Por exemplo, Daniel Oliveira, o grande paladino da estratégia de “aburguesamento” do “bloco”, não perdeu recentemente a oportunidade de zurzir a América por causa da pena de morte: “um dos piores crimes com que a humanidade convive”, nas suas palavras. Eu também não gosto da pena de morte, mas convém perceber uma coisa sobre a sua aplicação nos EUA. Ela é aplicada num quadro legal tipificado e previsível, e apenas a homicidas (ou cúmplices, como é o caso que o Daniel cita). Antes de um indivíduo ser condenado à morte, é sujeito a procedimentos exaustivos baseados na ideia de que é inocente até a sua culpa ser provada. O processo de prova é complexo, são oferecidas inúmeras garantias e vigora o princípio do “due process”. Em suma, as condições genéricas de um fair trial. Claro que há o erro judicial (aliás, talvez a razão mais forte contra a pena de morte) e várias outras imperfeições, mas a isso nenhum sistema jurídico está imune. Acontece que, quotidianamente, por esse mundo fora, milhares de pessoas são executadas de forma sumária por razões bem menores do que o homicídio (sei lá, o proxenetismo e o tráfico de droga na China, a homossexualidade e o adultério em países islâmicos, isto para não falar de razões políticas). Nunca vejo o Daniel (e restante pessoal) tão excitado como quando se trata de uma execução na América, se acaso mencionam algum desses episódios. Mas pronto, é mesmo assim, não há nada a fazer.
Outro exemplo é Vítor Dias, um grande paladino da estratégia de manutenção do PCP tal como é, que também não perdeu a oportunidade de zurzir na América a propósito de um estudo americano que diz que são 36.5 milhões (ou cerca de 13% da população) os pobres por lá. Claro que há pobres por todo o lado e ninguém se alegra com isso. E eu até me atrevo a sugerir que há menos pobres na América do que na maior parte do mundo. Mas nada disso detém Vítor Dias. Como aliás não detém uma informação interessante que vem no mesmo relatório. Aquele número de pobres é definido a partir de um limiar de pobreza que se cifra em aproximadamente 13.200 dólares anuais por família de duas pessoas. Comparar valores a nível internacional é muito complexo, mas, simplificando imenso, estaremos a falar de qualquer coisa que não andará muito longe dos 1.000 euros, ou 200 contos antigos, por mês. Não invejo um casal que viva só com essa quantia, mas daí a tomar à letra a sua natureza de “pobre” vai um passo grande. Se considerarmos que o mesmo limiar de pobreza colocaria talvez 50% a 60% da população portuguesa abaixo do limiar da pobreza, talvez 20% a 30% da população europeia, e para aí 80% da população da maior parte dos países do mundo; se considerarmos também que a habitação, a alimentação e os combustíveis são mais baratos na América do que na Europa, o quadro ainda se torna mais ambíguo. Claro que os serviços de saúde e educação são mais caros, mas também são cobrados menos impostos para os pagar. Enfim, o Vítor Dias lá pegou na história sem mais considerações. Podia ter sido o Daniel, mas foi o Vítor Dias. Aí está, les beaux esprits…
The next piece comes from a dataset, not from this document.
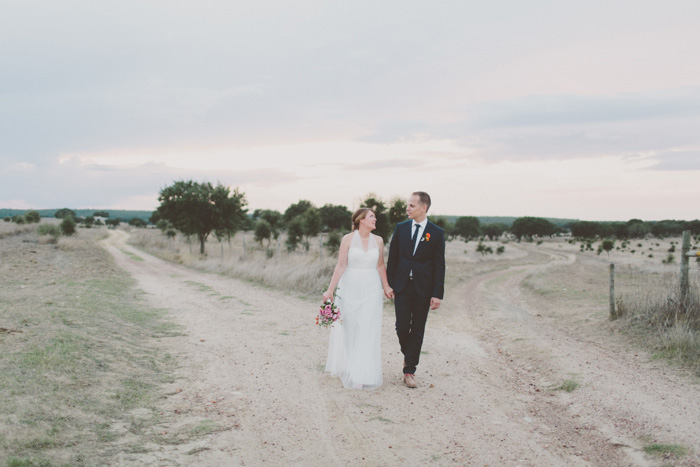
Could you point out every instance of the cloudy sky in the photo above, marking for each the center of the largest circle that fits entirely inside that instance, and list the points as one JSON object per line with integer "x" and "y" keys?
{"x": 588, "y": 110}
Podia multiplicar este género de episódios até à exaustão. Mas basta mais um. Ainda na sexta-feira passada vinha no Público a história do cantor de protesto Manu Chao, que vai partir à conquista do mercado americano vendendo-lhe (guess what?) canções de protesto contra Bush e a América. Está muito bem, ele que faça o que quiser. Mas gostava de o ver a gorjear canções de protesto, por hipótese, no Irão. Dá-me a impressão de que lhe diziam logo: “mano… tchau”.